- Directed by: Chris Green
- Written by: Chris Green
- Starring: Chanel Cresswell Lauren Socha Elaine Cassidy James Cooney Oliver Coopersmith Perry Fitzpatrick James Foster Saffron Hocking Michelle Keegan Stephen Lord Mark Sheals Ania Sowinski Nina Wadia Ste Johnston
- Release date: 5 October 2018 (UK);
- Running time: 86 minutes
- Country: England
- Language: English
- Box office: $3,473

= Strangeways Here We Come (film) =

Strangeways Here We Come is an English comedy-drama film, written and directed by Chris Green, in which a group of residents in a council estate decide to defeat a cruel loan shark who has been making their lives miserable. It was filmed in Salford. The name is taken from the Smiths' album of the same name.

==Background==
The film's writer and director, Chris Green, said: "This was made by someone who lived there. Growing up on Spike Island we saw a lot of violence. I can honestly say that 90 per cent of what you see in that film is true - it's stuff I've seen, stuff I've experienced or know about. Apart from the murder, obviously."

==Production==
Filming began in April 2015.

==Reception==
Upon its release in 2018, Strangeways Here We Come garnered overwhelmingly negative reviews from critics. The Times rated the film zero stars, and Mike McCahill, reviewing for The Guardian, rated the film 1/5 stars, commenting that critics would be "torn between highlighting those actors who make a few scenes tolerable or granting them the anonymity they surely longed for as they fled the cast-and-crew screening with heads under blankets." Benjamin Poole, for themoviewaffler.com, wrote "Vile stereotypes of people at the tough end of the social scale, disdainful representations seemingly designed to comfort and entertain those fortunate enough to never have to go near social housing."

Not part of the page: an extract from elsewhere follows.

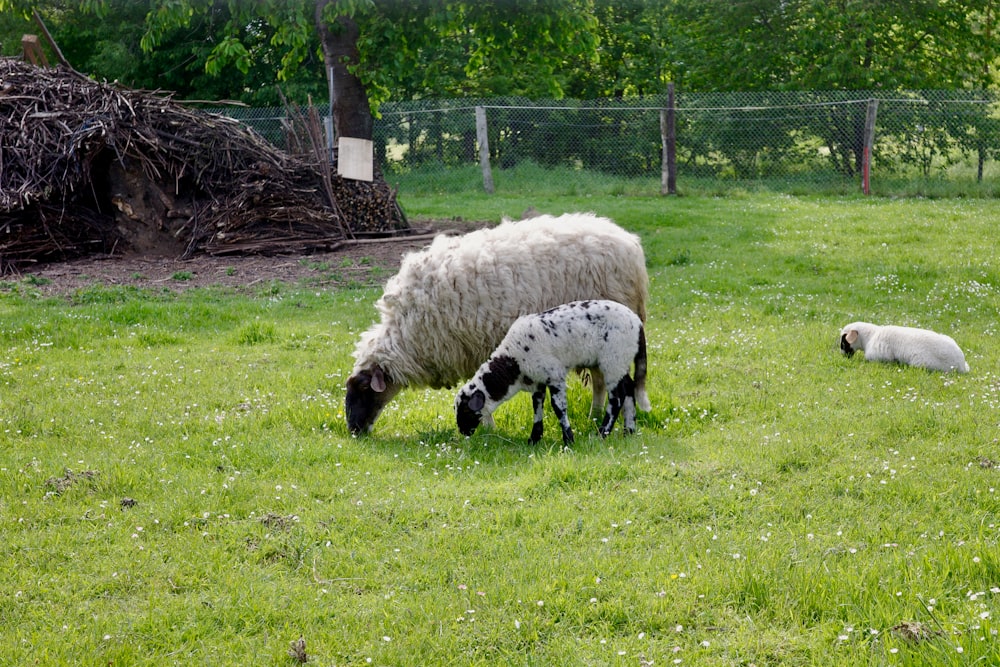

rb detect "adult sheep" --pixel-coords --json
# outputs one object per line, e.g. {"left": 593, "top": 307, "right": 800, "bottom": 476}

In 2022, the film saw increased popularity on Netflix, appearing on the streaming site's "Most Watched" list. Green told Manchester Evening News: "I'm glad for everyone involved, and I'm proud to have come from Salford and being able to turn my experiences into entertainment. I'm not a multi-millionaire but I am doing the job that I love, writing for film and TV and telling the stories that inspire me."

==Commercial reception==
Strangeways Here We Come grossed $3,473 worldwide.